National Poetry Month: Mike Alexander

Long time readers of this blog — and poetry connoisseurs in Houston — will know of Mike Alexander. He has long been a mainstay of the Houston poetry scene, and I’m happy to call him my friend lo these many years. I hope you’ll enjoy this offering from him, “Graphite Furens,” which expresses early on an image from my fond childhood — the hardcore, pre-electric variety, classroom pencil sharpener. They just don’t make them like that anymore.

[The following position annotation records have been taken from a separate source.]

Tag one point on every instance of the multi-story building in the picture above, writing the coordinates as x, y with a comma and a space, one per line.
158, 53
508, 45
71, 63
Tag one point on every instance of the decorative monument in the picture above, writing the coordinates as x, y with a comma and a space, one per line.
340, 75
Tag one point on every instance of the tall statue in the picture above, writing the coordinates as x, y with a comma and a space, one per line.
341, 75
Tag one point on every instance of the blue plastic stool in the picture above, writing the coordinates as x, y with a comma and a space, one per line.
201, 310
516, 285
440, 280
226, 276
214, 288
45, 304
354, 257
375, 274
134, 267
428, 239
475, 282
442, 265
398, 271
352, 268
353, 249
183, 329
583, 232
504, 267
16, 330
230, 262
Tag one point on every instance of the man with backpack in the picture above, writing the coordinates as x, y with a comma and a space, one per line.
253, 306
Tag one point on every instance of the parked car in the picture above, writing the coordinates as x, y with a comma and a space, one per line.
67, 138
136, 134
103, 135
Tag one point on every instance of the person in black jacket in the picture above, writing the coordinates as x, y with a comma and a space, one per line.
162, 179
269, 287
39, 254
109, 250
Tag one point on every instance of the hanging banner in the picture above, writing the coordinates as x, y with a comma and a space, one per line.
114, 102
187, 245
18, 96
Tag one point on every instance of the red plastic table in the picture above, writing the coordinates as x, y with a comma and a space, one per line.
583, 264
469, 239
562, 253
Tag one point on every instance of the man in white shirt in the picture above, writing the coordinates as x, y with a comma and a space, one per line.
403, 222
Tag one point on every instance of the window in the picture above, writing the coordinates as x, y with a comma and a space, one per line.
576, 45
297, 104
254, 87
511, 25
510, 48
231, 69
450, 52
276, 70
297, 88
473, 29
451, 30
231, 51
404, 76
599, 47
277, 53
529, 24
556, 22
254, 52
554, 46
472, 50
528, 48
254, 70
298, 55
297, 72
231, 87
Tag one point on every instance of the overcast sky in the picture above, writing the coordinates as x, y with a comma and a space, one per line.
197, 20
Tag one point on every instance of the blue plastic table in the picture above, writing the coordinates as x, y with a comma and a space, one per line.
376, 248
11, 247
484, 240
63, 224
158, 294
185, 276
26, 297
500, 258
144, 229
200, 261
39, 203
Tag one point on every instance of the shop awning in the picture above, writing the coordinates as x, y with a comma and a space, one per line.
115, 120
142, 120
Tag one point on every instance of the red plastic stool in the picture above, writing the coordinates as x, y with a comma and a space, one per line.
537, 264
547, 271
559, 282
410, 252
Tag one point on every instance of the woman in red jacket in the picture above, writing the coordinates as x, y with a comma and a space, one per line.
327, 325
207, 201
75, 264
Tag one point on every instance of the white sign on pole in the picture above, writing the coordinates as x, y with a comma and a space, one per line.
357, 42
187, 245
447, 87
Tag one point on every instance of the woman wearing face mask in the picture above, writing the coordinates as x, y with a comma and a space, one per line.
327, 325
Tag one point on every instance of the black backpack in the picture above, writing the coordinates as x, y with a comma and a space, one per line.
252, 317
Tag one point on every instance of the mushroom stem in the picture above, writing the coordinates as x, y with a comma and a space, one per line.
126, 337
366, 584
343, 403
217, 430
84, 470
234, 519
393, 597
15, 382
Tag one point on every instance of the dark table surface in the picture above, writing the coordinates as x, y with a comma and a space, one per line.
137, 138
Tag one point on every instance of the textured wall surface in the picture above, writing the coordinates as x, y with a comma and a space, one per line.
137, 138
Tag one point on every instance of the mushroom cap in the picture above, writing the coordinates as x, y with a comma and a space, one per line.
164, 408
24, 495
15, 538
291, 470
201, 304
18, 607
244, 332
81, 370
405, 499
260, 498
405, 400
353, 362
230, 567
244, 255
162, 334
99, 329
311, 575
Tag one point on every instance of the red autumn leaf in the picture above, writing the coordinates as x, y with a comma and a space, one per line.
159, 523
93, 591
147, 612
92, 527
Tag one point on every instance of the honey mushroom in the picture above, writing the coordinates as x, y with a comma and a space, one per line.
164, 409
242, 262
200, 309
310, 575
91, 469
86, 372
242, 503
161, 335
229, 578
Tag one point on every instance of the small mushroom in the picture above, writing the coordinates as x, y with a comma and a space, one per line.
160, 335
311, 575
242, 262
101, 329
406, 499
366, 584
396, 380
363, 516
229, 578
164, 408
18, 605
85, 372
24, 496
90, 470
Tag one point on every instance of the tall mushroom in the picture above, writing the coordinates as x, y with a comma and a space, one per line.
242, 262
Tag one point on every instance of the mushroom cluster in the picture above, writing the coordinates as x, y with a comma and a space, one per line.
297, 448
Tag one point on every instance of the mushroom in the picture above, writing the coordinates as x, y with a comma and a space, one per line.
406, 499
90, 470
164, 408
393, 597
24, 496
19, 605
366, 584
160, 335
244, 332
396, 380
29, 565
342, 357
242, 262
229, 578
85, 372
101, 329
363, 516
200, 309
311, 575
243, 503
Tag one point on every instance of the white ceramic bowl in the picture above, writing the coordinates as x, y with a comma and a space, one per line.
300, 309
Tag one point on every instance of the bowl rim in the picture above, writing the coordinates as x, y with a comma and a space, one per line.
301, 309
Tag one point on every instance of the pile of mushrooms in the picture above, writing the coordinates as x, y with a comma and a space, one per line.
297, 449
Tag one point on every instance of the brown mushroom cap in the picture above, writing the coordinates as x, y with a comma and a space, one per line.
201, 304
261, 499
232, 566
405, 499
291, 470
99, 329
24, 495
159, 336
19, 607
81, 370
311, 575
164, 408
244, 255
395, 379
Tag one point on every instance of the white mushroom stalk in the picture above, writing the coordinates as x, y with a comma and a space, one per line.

Here is Mike’s wonderful poem.

 

Graphite Furens    

                                                                                                                                 

Never the sharpest point in the classroom box of pencils,
            I tried to whittle something out of silence,
only to fall in love with the turbine sharpener mounted
            beside the blackboard with its chalk-lip pouting.
Nothing I narrowed down – reductio ad absurdum
           created any permanent impression.
I was the squeak of a cursive letter the second the chalk broke,
            a snap that gathered nobody’s attention.
Never, until the day I did something so utterly stupid
            as running down the street; I wasn’t looking
where I was going, a sharpened pencil held in my tight fist,
            as if to write down something in a fury.
Tripping, I fell in the gutter; falling, I could have dotted
            my eye, to spend the rest of life a pirate,
eye-patch over a marble replacement, a cylops squinting,
            oracular, at sketches of the future.
Luckily, no, for my mouth was, as usual, comically open.
            The spear-point scored the soft roof of my palate.
Blood bestowed eloquence to my newly inspired out-pouring.
            I felt the flood-gates open in my word-horde.
Orpheus couldn’t have sang any louder when he was in Hades
            to woo his loss. I don’t know what I swallowed,
face-down flat in the gutter, but somebody must’ve heard me.
            It wasn’t anyone I knew. A stranger,
often in myths, is a god or a goddess who happens to drive-by.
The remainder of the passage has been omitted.